A merchant cash advance (MCA) has been surging in popularity in recent years. However, the industry is relatively young and dates back to 1998. The MCA industry was a response to a decline in small business lending from traditional banks. MCA has gone from $0 to $10.7 billion in 2015, and is expected to account for $15.3 billion in 2017.
Getting a Merchant Cash Advance (MCA)
Merchant cash advance companies can advance you a certain amount of cash depending on the amount of your monthly revenue. You agree to pay back that advance and a fee by letting the MCA provider keep a portion of your credit card sales each day until you pay off the advance and the fee.
A merchant cash advance or an upfront sum of cash received in exchange for a slice of your future sales has historically been for businesses with revenues coming primarily from credit and debit card sales. Today, businesses that don’t rely primarily on credit/debit card sales can also get approved for an MCA.
When it comes to your annual percentage rate, it’s the total borrowing cost of your merchant cash advance, including all fees and interest. This figure is also based on how long it takes you to pay back the advance in full.
Is an MCA Right for Your Business?
The industry is largely unregulated, so you can’t trust all the companies offering a merchant cash advance. Reputable alternative online lenders like firstamericanmerchant.com offer fantastic financing options both to traditional and high risk businesses. First American merchant is an award-winning business funding provider and payment processor that specializes in the high risk industry and has an A+ rating with the BBB.
Even if you have bad credit or a low credit score, you can obtain FAM’s popular cash advance without major difficulties.
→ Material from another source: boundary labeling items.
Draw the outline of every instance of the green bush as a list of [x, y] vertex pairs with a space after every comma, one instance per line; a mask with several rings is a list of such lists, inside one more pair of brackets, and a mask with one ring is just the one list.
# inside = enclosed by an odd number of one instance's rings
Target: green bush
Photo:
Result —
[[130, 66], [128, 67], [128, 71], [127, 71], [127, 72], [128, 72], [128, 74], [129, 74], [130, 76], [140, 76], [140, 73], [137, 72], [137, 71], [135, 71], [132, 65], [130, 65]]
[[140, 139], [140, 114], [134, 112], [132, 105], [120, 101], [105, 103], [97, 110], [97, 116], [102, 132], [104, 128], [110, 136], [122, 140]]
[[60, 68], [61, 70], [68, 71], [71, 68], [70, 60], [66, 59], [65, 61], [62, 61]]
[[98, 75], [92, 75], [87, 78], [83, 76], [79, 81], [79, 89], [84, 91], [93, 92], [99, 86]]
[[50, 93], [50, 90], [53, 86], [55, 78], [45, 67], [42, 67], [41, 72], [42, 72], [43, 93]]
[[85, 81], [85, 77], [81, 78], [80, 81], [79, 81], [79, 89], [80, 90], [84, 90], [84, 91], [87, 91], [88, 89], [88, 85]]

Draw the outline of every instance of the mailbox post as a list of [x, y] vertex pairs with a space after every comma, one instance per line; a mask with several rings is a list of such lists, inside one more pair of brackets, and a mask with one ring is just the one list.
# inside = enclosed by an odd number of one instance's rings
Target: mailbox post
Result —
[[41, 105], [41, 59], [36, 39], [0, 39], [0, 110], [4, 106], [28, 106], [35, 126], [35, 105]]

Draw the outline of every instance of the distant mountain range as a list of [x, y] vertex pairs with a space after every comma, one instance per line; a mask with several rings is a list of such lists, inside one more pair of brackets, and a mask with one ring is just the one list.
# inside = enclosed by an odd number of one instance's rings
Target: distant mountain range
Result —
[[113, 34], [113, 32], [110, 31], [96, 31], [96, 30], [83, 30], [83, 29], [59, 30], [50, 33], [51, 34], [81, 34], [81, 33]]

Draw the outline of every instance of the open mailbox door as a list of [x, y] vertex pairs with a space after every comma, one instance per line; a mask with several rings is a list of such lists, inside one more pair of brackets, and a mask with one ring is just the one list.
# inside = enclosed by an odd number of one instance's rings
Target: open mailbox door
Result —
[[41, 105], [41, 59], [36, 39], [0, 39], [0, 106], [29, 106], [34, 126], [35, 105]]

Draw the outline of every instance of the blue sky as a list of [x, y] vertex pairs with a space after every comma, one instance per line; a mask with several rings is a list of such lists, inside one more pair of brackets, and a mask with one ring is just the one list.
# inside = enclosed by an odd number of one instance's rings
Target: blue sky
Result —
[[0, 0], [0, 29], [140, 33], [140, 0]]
First American Merchant offers the lowest possible rates and the best terms for a bad credit merchant cash advance.
Borrowers opt for MCAs since:
- They’re quick
- Won’t make a borrower lose his/her home
- When sales are down, the payment may be down too
A merchant cash advance is right for those who:
- Need funding quickly
- Have poor credit
- Have relatively high volumes of daily sales
- Don’t have collateral
- Own a controlling share of their company
Together with all the mentioned advantages, you should also take into account the risks and costs associated with merchant cash advances. Be aware that MCAs have higher fees as compared to those offered by traditional bank loans.
In addition, since you’ll be required to give up a percentage of your daily sales, you should be sure your business can thrive on the reduced cash flow for some time. Overall, a merchant cash advance is best suited for businesses that are paid primarily through credit cards.